Enza García
A pesar de las maletas armadas a trompicones después de una reservación inesperada, el apartamento está en orden y el gato ya se ha aclimatado a la idea de quedarse con la vecina (secretamente lo desea, el otro día le lanzó un trocito de jamón). La mañana refulge y el reporte del tráfico anuncia un trayecto acaso tan despejado como el cielo.
—¿Cogiste las llaves? ¿Los tampones?
—Sí, amor.
—Que no se te olviden las gotas del oído.
—Ajá.
—Disculpa.
—No te preocupes, los nervios son normales.
—¿Crees que les gustemos? En este país no tenemos fama de open mind. Siendo ellos, esperaría un ataque tuyo y que le entraras a golpes al involucrado.
—Si nos aceptaron fue por algo. Esa gente no juega con su prestigio.
—¿Pero es seguro?
—Este campamento cumple con todas las normas sanitarias. Además ofrecen un pacto de confidencialidad. Nos hará bien.
—Tengo miedo.
—¿Miedo? ¿O prefieres que sigamos así? Luisa y Miguel lo hicieron y mira. Van cada tanto y las cosas mejoran en casa.
—¿Por qué llegamos a esto?
—No sufras, es normal. Llevamos quince años en lo mismo. Mejor aprovechamos la oportunidad, en vez de andar por ahí a hurtadillas.
—¿Creas que me vea bien con este modelito?
—Mija, estás mejor que nunca. Tus carnes han cogido dimensiones bastante cómodas al tacto. No te cohíbas, nada de eso. Preocupada debería andar yo, que he sacado unos pelos que ni te imaginas.

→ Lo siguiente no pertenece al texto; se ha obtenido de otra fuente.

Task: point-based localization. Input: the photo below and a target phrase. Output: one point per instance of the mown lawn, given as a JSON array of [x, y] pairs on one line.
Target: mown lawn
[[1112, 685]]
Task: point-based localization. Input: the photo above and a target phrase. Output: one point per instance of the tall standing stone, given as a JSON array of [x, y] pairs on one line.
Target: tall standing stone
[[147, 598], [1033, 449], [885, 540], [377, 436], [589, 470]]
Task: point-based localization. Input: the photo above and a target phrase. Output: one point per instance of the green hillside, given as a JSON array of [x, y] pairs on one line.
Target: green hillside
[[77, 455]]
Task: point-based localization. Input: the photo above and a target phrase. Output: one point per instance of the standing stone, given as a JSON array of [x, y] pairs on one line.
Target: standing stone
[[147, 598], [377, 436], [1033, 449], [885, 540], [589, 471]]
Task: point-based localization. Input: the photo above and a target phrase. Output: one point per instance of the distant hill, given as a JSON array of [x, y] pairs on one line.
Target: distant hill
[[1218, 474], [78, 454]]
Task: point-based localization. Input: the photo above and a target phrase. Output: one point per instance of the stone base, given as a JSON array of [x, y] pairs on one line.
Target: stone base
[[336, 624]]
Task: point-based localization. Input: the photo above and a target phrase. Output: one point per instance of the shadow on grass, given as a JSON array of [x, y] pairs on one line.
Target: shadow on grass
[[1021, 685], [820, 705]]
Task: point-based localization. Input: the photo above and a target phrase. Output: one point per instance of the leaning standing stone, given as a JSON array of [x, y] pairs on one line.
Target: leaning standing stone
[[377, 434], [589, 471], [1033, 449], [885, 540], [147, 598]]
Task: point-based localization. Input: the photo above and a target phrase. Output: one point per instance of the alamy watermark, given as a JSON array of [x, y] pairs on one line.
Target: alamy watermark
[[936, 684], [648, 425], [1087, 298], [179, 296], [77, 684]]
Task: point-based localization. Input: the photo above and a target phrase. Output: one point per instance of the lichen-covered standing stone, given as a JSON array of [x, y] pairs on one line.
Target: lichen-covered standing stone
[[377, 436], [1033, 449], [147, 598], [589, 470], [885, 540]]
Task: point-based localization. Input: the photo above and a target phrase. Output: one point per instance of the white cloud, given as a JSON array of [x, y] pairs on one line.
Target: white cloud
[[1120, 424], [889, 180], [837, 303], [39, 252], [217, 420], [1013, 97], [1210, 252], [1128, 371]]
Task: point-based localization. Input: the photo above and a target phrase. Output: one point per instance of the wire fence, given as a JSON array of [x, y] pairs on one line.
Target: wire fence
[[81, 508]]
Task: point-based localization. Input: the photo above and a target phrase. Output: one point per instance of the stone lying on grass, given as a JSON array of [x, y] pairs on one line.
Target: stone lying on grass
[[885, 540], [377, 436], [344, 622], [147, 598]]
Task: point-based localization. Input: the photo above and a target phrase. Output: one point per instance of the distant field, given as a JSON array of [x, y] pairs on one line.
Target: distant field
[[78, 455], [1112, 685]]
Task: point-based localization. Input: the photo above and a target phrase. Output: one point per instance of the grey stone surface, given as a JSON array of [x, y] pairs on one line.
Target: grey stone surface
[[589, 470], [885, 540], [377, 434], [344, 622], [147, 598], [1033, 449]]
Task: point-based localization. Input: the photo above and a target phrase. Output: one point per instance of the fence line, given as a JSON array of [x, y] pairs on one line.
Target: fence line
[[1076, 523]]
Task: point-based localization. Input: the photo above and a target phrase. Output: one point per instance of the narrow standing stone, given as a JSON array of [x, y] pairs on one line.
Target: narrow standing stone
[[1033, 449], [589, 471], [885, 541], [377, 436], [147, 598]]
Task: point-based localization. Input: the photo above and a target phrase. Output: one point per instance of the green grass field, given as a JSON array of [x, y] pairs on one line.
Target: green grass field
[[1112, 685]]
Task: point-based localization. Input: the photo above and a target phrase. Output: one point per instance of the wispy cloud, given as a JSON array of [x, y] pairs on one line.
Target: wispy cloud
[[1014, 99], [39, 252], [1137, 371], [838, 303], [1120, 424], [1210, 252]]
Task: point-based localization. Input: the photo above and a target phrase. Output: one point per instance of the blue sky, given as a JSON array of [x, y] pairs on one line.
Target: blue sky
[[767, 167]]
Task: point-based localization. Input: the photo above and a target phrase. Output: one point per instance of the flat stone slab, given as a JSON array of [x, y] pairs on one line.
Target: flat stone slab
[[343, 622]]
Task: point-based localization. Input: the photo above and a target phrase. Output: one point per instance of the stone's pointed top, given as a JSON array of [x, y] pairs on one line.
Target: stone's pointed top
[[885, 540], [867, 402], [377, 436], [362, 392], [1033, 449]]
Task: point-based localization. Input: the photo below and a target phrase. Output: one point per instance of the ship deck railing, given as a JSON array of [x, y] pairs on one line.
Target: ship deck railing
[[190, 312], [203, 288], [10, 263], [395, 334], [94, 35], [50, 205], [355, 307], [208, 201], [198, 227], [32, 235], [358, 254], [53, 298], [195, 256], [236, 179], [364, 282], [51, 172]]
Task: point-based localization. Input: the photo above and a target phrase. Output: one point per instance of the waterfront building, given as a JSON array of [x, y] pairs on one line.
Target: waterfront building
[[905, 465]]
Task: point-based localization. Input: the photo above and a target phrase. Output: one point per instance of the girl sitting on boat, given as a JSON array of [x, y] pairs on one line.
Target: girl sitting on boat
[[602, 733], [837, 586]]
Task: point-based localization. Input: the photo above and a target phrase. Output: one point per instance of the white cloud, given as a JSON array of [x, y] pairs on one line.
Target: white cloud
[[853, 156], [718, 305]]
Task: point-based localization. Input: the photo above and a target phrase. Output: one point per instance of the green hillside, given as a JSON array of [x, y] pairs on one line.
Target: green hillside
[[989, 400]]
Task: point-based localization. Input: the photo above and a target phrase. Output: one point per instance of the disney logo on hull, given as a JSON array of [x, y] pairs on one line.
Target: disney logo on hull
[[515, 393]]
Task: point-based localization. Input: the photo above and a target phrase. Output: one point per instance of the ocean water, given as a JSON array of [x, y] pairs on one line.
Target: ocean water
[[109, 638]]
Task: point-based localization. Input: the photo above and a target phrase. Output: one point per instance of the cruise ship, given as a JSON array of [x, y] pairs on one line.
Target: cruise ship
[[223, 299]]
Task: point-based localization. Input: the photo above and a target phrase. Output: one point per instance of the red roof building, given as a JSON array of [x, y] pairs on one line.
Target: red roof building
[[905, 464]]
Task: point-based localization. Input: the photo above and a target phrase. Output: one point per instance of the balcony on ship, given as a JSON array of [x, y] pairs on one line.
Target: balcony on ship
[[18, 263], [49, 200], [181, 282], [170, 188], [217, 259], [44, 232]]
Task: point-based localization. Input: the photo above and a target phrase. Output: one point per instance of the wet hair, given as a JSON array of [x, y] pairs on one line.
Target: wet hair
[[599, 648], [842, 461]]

Después de arrastrar las maletas y embutirlas en el Corsa, Doménica y Yadira se embarcaron hacia el aeropuerto con la ilusión de llegar a Buenos Aires antes de la medianoche. El plan era bastante heroico en vista de ciertas angustias latentes entre los pechos copa C. Después de salir del closet y afrontar una relación lo que se dice seria frente a los ojos obtusos de algunos familiares y amigos, a Doménica le costaba asimilar el plan de contingencia para revitalizar quince años de seriedad y compromiso:
—Chica, pero me confundes. Yo pensé que no querías más nunca de eso.
—¡No te pongas mimosa! No me salgas con militancias a estas alturas.
—No grites, el vigilante nos está metiendo el ojo.
—Pendejo.
—Es decir, ¿no pudimos buscar un campamento de este tipo pero con otro target?
—Uno también se protege, querida. Ni loca que estuviera para meterte en un retiro espiritual de estos con otro montón de lobitas mimosas como tú.
—Ay, deja.
El vigilante suspiró y luego se atragantó con su propia carcajada cuando la pareja se estampó el latazo. Yadira, por el rabito del ojo, se dio cuenta del gesto y aprovechó para meterle chola al allanamiento bucal.
—¿Entonces, te vas a quedar quietecita?
—Está bien. ¡Siempre y cuando no me obligues a mirarte rodeada de esos tipos!
Así, a pesar de las cinco horas de retraso y una escala de emergencia, Yadira y Doménica se alojaran por dos semanas en un campamento especial en las afueras de la ciudad. Los fríos del Sur al principio hicieron mella en el arrojo, pero no tardaron mucho en sintonizar temperaturas. Cuando regresaron a Caracas, afrontaron la rutina con un cariz de ilusión y algún eventual espanto.
—¿Qué haces, mija?
—Nada.
—¿Estabas chateando con ese fulano?
—No.
—Mientes.
—Mami, no pelees.
Reconciliarse cada vez tomaba más tiempo, pero la desesperación se pagaba bajo la regadera o en el sofá.
—La próxima vez prendemos velas aromáticas.